Na salonie samochodowym w Genewie Toyota pokazała najmocniejszą wersję odświeżonego Yarisa, nazwaną GRMN. Hot hatch powstał na fali powrotu Japończyków do WRC, a przy okazji Azjaci będą mogli napsuć krwi m.in. Fordowi, Renault, DS, Seatowi i innym producentom, którzy mają w swojej ofercie podobne zabawki.
Yaris GRMN jest wyjątkowy na europejskim rynku hot hatchów ze względu na silnik z kompresorem. Jednostka o pojemności 1.8 l dostarcza ponad 210 KM mocy, napędzając przednią oś za pośrednictwem 6-stopniowej manualnej skrzyni biegów. Toyota chwali się, że auto osiąga setkę ze startu zatrzymanego w najkrótszym czasie w swojej klasie, jednak w oficjalnym komunikacie nie podano konkretnego wyniku.

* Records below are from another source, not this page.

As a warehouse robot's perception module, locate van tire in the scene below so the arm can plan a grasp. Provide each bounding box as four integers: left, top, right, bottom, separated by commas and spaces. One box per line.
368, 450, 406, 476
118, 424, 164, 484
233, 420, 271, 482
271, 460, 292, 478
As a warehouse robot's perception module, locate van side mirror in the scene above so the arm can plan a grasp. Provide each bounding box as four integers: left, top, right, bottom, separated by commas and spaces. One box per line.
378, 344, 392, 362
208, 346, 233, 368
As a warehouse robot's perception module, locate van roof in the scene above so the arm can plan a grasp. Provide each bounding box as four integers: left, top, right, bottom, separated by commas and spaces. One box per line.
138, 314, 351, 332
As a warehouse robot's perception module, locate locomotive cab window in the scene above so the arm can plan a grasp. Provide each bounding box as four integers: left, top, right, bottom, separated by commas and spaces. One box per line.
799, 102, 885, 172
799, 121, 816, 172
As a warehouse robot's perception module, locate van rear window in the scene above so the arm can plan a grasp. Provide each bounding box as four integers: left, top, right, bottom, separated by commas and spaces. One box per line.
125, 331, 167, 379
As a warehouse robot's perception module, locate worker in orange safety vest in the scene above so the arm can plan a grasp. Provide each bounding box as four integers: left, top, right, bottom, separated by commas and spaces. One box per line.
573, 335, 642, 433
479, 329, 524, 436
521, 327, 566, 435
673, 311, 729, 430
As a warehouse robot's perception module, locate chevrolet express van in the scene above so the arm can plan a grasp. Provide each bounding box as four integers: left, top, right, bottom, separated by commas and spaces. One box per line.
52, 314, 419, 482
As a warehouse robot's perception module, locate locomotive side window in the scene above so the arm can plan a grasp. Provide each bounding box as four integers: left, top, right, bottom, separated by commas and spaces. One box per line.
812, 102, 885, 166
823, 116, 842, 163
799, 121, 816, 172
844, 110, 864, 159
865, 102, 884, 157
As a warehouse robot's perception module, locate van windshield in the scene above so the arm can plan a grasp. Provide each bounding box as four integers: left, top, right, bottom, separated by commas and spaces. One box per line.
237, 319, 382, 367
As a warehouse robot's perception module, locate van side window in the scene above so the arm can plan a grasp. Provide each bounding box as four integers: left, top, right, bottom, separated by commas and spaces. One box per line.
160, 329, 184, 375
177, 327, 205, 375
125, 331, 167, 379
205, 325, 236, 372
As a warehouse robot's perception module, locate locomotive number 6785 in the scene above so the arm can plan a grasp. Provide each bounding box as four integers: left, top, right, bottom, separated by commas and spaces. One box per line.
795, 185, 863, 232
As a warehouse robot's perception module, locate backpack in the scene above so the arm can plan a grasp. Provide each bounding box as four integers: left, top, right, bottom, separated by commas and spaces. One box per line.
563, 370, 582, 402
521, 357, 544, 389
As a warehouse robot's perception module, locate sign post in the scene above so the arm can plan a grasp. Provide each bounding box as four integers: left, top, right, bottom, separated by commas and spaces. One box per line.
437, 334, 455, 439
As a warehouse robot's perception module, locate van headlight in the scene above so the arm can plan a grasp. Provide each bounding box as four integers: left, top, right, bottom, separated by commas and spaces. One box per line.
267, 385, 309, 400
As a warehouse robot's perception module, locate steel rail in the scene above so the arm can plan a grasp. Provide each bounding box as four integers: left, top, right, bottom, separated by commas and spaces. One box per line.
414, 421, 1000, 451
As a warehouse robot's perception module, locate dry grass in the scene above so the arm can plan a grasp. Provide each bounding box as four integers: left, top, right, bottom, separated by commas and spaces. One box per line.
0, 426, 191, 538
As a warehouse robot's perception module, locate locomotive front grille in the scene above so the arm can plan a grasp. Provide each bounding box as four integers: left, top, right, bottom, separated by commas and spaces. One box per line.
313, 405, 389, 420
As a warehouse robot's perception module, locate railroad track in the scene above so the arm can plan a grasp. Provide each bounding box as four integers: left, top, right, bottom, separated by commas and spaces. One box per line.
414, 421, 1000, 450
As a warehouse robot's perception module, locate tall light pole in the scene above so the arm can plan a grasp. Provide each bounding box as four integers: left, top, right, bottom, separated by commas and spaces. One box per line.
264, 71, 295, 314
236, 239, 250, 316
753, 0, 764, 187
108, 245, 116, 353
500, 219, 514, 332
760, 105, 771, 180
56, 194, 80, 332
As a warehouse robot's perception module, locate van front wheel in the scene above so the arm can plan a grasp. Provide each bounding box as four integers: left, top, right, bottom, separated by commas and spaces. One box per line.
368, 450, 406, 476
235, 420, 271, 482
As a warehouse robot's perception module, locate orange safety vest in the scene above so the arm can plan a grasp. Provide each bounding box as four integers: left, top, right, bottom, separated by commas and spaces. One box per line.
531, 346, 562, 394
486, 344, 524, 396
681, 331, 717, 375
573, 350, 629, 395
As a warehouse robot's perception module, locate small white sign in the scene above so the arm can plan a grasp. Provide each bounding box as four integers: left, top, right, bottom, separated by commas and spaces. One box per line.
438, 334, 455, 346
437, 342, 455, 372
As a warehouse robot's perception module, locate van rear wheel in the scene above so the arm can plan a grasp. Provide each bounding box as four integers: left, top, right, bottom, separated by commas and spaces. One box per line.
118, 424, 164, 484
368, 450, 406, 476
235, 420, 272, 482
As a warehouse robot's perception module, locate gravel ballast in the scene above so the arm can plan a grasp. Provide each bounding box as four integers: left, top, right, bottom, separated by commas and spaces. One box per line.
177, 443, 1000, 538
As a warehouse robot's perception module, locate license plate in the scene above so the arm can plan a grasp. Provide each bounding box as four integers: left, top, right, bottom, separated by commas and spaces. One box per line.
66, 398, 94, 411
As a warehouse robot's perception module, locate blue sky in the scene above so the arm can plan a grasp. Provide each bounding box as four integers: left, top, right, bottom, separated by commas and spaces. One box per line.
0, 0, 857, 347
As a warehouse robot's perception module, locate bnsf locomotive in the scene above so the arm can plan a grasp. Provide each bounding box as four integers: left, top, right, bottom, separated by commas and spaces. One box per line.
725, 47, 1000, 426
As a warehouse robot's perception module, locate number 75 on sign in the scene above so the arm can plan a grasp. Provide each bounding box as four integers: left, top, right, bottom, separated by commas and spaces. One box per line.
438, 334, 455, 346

Sprawdź też: Toyota C-HR postacią w świecie gry Street Fighter II
W porównaniu do zwykłego Yarisa hot hatch Toyoty wyróżnia się m.in. usztywnionym nadwoziem, rozpórką pomiędzy przednimi kielichami, mechanizmem różnicowym typu Torsen, sztywniejszym stabilizatorem, sportowym układem hamulcowym z 4-tłoczkowymi zaciskami na przedniej osi, a także obniżonym i utwardzonym zawieszeniem. Warto dodać, że Yaris GRMN był dopieszczany na słynnym torze Nurburgring.
Samochód będzie produkowany w fabryce Toyota Motor Manufacturing France w Valenciennes. Premierę rynkową zaplanowano na początek 2018 roku.